8 Weeks SQL Challenge Case Study #3 — Foodie Fi

Orkun Aran
4 min readFeb 28, 2023

Hi everyone. I hope everyone is safe and healthy.

After a long break, I returned to writing again (my son is 18 months old now and now I can find relatively spare time to create content; also got my associate degree in the academy — so I can ease my schedule).

Let’s dive into Challenge 3 of the program which involves analyzing data from a fictional online marketplace to help its CEO make informed decisions. For previous solutions please see;

Challenge I

Challenge II — Part I and Part II

So let’s go for Challenge III — please be informed I won’t copy Danny’s introduction and challenge description. They can be found at this link.

Problems

Based off the 8 sample customers provided in the sample from the subscriptions table, write a brief description about each customer’s onboarding journey.

-- Brief insights on customers
-- Selected customers (1, 2, 11, 13, 15, 16, 18, 19)
WITH plannings AS
(SELECT s.customer_id, s.plan_id, s.start_date,
DENSE_RANK() OVER (PARTITION BY s.customer_id
ORDER BY s.plan_id) as plan_changes
FROM subscriptions s
JOIN plans p ON p.plan_id = s.plan_id)
SELECT * FROM plannings WHERE customer_id IN (1, 2, 11, 13, 15, 16, 18, 19)
ORDER BY customer_id, start_date;

1. All customers started with a 7-day free trial and upgraded their subscription plan.
2. 6 customers’ subscriptions are ongoing, but customers 11 and 15 ended their subscriptions.
3. Customer 11 didn’t subscribe to a paid membership
4. Vast majority of the subscribed customers upgraded their plan after a while

To avoid “joins” each time I created a new table;

DROP TABLE IF EXISTS foodie_fi_tables;
CREATE TABLE foodie_fi_tables
SELECT s.customer_id, s.plan_id, p.plan_name, p.price, s.start_date
FROM subscriptions s
JOIN plans p ON p.plan_id = s.plan_id;

How many customers has Foodie-Fi ever had?

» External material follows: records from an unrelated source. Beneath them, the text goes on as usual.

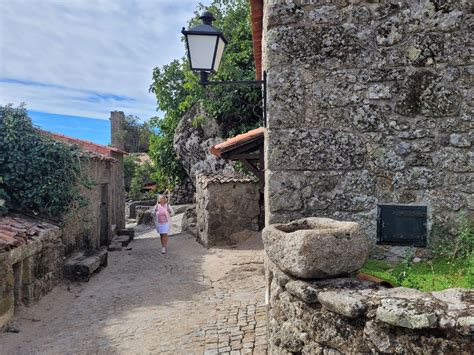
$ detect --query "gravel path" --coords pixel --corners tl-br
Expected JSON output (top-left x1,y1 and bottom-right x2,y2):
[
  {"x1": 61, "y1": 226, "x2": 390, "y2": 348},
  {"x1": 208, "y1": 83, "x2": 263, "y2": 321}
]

SELECT DISTINCT COUNT(customer_id) as customers
FROM foodie_fi_tables;

What is the monthly distribution of trial plan start_date values for our dataset use the start of the month as the group by value

SELECT MONTH(start_date)
,COUNT(DISTINCT customer_id) as "trial_distribution"
FROM foodie_fi_tables
WHERE plan_id=0
GROUP BY MONTH(start_date)
ORDER BY MONTH(start_date);

What plan start_date values occur after the year 2020 for our dataset? Show the breakdown by count of events for each plan_name

SELECT plan_id
, COUNT(*)
FROM foodie_fi_tables
WHERE YEAR(start_date) >2020
GROUP BY plan_id
ORDER BY plan_id;

What is the customer count and percentage of customers who have churned rounded to 1 decimal place?

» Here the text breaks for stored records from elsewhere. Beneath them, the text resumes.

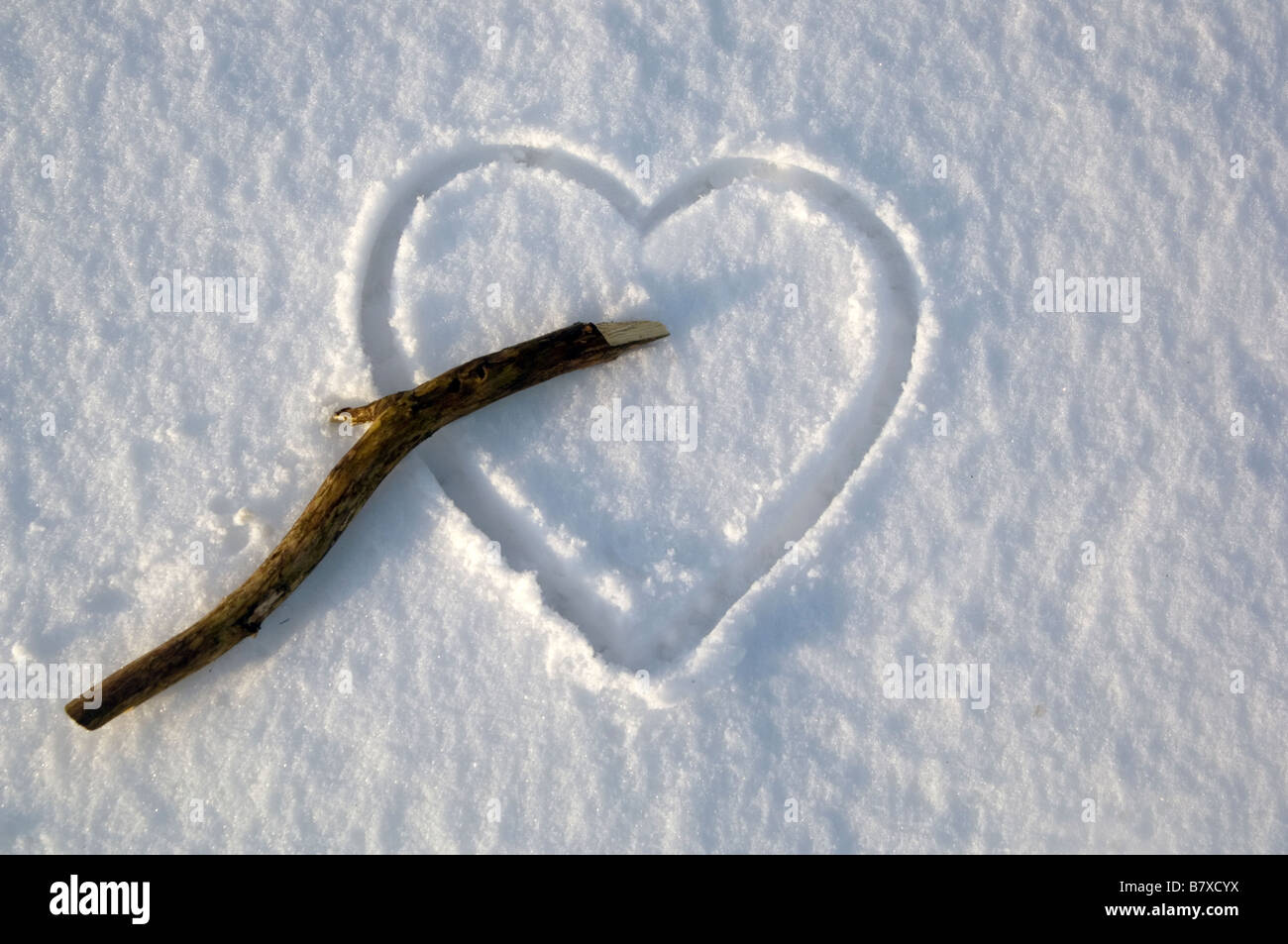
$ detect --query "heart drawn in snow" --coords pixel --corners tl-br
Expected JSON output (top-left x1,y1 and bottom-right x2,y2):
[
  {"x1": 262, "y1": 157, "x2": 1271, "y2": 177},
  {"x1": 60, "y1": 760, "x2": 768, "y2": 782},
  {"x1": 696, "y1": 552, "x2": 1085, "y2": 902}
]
[{"x1": 352, "y1": 146, "x2": 919, "y2": 671}]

SELECT COUNT(DISTINCT customer_id) as churned_customers,
ROUND(COUNT(DISTINCT customer_id) * 100 /
(SELECT COUNT(DISTINCT customer_id)
FROM foodie_fi_tables),1) as churn_percentage
FROM foodie_fi_tables
WHERE plan_id = 4;

How many customers have churned straight after their initial free trial. What percentage is this rounded to the nearest whole number?

WITH plannings AS 
(
SELECT customer_id,
plan_id,
start_date,
DENSE_RANK() OVER (PARTITION BY customer_id
ORDER BY plan_id) as plan_changes
FROM foodie_fi_tables
)
SELECT COUNT(DISTINCT customer_id) as churn_customers,
ROUND(COUNT(DISTINCT customer_id) * 100 /
(SELECT COUNT(DISTINCT customer_id)
FROM foodie_fi_tables)) AS churn_percentage
FROM plannings
WHERE plan_changes = 2 AND plan_id = 4;

What is the number and percentage of customer plans after their initial free trial?

WITH plannings AS 
(
SELECT customer_id,
plan_id,
start_date,
DENSE_RANK() OVER (PARTITION BY customer_id
ORDER BY plan_id) as plan_changes
FROM foodie_fi_tables
)
SELECT plan_id,
COUNT(plan_id) as number_of_customers,
ROUND(COUNT(plan_id) * 100 /
(SELECT COUNT(*)
FROM foodie_fi_tables)) AS plan_percentages
FROM plannings
WHERE plan_id NOT IN (0,4) AND plan_changes = 2
GROUP BY plan_id
ORDER BY plan_id;

What is the customer count and percentage breakdown of all 5 plan_name values at 2020–12–31?

WITH plannings AS 
(
SELECT customer_id,
plan_id,
start_date,
DENSE_RANK() OVER (PARTITION BY customer_id
ORDER BY plan_id) as plan_changes,
plan_name
FROM foodie_fi_tables
)
SELECT COUNT(DISTINCT plan_id) / COUNT(*) * 100 AS percentages,
plan_id
FROM plannings
WHERE plan_id = ANY(SELECT MAX(plan_id) FROM plannings GROUP BY customer_id)
AND start_date < "2020-12-31"
GROUP BY plan_id;

How many customers have upgraded to an annual plan in 2020?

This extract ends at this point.